Entre votre livraison à domicile d’une commande passé à Amazon et les profits nets de Jeff Bezos, le patron d’Amazon, il y a un «problème». Le tout «fonctionne» sur la base d’une plate-forme qui organise une très nombreuse main-d’œuvre. «Elle» – ses fonctions sont conçues par la direction du groupe – intensifie et contrôle au plus près du travail des salarié·e·s; «elle» contribue à rendre les emplois plus précaires et instables.

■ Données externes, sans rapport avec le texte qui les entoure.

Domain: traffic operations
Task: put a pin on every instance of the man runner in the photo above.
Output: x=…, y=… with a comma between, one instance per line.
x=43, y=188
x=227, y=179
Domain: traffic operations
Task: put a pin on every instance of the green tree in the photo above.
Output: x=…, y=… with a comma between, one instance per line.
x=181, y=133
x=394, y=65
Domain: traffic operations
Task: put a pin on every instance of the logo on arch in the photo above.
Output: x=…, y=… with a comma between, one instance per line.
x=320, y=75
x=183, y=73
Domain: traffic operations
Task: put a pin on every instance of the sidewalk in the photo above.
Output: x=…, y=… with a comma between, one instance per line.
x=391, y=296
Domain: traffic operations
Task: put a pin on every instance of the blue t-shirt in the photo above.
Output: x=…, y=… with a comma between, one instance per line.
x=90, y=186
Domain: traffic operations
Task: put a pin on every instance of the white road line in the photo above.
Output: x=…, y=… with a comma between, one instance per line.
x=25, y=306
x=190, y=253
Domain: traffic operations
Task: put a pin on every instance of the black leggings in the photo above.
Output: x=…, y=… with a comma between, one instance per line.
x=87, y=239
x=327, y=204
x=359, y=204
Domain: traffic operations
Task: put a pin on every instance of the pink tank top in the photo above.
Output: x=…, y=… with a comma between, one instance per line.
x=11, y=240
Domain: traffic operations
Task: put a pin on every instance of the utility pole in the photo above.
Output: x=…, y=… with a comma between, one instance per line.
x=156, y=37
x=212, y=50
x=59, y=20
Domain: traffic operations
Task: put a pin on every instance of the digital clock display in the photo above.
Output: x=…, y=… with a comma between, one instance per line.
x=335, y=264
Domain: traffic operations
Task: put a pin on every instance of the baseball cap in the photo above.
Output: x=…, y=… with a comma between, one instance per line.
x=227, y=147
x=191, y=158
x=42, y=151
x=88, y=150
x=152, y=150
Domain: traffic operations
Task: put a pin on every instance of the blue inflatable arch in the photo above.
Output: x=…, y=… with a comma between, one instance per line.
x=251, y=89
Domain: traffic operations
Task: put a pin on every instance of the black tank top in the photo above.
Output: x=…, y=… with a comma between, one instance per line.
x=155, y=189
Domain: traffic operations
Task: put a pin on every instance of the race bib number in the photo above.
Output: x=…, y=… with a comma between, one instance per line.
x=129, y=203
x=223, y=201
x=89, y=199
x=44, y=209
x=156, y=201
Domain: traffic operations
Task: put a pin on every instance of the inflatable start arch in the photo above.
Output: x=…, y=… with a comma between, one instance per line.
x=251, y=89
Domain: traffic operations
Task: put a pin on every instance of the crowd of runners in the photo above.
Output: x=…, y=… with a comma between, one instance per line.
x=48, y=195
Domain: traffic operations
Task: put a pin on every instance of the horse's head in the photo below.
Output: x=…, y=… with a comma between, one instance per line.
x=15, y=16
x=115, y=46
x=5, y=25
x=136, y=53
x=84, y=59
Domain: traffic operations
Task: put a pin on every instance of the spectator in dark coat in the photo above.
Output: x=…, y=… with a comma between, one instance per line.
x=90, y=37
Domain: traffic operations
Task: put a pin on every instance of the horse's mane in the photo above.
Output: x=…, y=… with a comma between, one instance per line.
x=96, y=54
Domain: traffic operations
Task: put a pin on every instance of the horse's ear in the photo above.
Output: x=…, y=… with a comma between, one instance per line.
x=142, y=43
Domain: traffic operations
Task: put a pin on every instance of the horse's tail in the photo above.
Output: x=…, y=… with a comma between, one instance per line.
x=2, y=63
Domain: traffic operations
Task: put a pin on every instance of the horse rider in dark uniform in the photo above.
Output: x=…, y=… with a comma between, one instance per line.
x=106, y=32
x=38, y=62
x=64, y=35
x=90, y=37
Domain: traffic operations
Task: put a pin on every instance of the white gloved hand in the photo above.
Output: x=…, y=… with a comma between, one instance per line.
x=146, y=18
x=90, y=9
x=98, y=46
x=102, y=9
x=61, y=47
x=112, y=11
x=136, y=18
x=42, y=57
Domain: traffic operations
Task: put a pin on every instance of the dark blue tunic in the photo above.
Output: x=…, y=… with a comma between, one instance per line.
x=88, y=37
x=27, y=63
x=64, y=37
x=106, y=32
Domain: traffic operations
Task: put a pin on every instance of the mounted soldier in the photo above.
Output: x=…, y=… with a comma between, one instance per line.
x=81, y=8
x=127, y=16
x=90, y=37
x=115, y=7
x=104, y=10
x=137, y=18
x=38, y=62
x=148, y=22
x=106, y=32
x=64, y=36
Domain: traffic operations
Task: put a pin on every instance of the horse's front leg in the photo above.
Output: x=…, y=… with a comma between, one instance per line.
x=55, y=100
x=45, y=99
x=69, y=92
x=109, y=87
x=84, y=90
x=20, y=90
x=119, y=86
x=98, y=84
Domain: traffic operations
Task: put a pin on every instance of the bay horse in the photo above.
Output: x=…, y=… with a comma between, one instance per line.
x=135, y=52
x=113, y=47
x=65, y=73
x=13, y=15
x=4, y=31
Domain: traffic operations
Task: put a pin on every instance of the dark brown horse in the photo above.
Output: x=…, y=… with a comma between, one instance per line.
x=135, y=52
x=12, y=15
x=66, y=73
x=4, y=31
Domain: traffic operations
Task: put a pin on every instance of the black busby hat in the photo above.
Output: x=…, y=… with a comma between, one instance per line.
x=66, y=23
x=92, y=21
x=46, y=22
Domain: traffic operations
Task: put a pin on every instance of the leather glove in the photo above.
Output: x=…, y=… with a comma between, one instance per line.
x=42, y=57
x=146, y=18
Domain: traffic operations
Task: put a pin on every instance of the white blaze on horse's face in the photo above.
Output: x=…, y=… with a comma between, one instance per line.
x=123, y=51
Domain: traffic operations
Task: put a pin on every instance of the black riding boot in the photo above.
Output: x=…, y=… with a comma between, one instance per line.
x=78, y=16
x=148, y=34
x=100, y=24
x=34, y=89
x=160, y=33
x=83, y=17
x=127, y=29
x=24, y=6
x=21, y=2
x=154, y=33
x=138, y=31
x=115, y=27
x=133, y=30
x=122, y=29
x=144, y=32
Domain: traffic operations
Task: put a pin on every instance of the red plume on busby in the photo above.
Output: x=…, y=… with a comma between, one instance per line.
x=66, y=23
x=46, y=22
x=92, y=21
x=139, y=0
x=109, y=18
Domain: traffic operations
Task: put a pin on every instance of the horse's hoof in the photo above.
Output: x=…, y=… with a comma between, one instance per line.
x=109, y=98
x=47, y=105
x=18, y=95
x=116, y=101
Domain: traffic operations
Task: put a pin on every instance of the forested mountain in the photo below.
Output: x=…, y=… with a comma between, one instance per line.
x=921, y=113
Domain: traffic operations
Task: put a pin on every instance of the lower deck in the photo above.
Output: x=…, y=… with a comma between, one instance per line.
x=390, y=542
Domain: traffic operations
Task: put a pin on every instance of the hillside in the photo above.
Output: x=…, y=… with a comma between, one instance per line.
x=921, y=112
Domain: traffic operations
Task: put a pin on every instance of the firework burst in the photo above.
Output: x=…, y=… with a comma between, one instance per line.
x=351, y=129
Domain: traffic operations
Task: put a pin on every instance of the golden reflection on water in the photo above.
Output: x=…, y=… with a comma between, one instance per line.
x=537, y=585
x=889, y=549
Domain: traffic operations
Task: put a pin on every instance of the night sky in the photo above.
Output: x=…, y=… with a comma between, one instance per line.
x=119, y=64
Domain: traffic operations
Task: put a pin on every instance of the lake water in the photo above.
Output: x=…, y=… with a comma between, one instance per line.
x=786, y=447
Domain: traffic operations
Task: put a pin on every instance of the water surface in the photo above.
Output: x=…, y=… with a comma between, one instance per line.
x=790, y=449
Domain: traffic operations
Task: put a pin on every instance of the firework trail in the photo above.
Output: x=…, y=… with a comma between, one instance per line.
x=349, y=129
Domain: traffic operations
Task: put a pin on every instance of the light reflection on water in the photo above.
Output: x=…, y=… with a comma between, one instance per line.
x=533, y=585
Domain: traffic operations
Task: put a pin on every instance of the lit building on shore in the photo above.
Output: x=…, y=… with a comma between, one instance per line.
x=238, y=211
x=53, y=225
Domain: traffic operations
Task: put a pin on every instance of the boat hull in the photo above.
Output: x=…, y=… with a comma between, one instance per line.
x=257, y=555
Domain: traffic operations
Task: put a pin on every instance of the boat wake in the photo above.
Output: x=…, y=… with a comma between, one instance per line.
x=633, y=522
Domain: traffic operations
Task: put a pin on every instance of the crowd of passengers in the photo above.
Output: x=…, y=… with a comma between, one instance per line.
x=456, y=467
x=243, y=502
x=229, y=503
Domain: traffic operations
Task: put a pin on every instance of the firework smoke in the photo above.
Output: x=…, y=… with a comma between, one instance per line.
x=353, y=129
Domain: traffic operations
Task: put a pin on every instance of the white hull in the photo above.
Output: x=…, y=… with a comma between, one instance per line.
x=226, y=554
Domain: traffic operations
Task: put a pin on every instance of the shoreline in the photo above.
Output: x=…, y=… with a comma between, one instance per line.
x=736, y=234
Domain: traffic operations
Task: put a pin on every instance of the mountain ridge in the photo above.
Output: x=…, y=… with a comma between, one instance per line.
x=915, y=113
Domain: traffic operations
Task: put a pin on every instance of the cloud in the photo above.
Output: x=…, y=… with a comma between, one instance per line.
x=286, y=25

Au cours de cette session du séminaire consacré au capitalisme, à Toronto (Canada), Alessandro Delfanti discute des changements à l’œuvre dans l’organisation du travail, de la composition de la classe salariée et de l'évolution des rapports de travail résultant des relations entre le capitalisme et la technologie. Il le fait sur la base d'une étude récente d’un entrepôt d’Amazon en Italie.

Alessandro Delfanti enseigne à l'Institut de Communication, Culture, Information et technologie à l'Université de Toronto. Il fut l'un des principaux membres fondateurs du réseau Log Out! Réseau de résistance des travailleurs et travailleuses à l'intérieur et contre l’économie des plates-formes. Son intervention est en langue anglaise. (Réd. A l’Encontre)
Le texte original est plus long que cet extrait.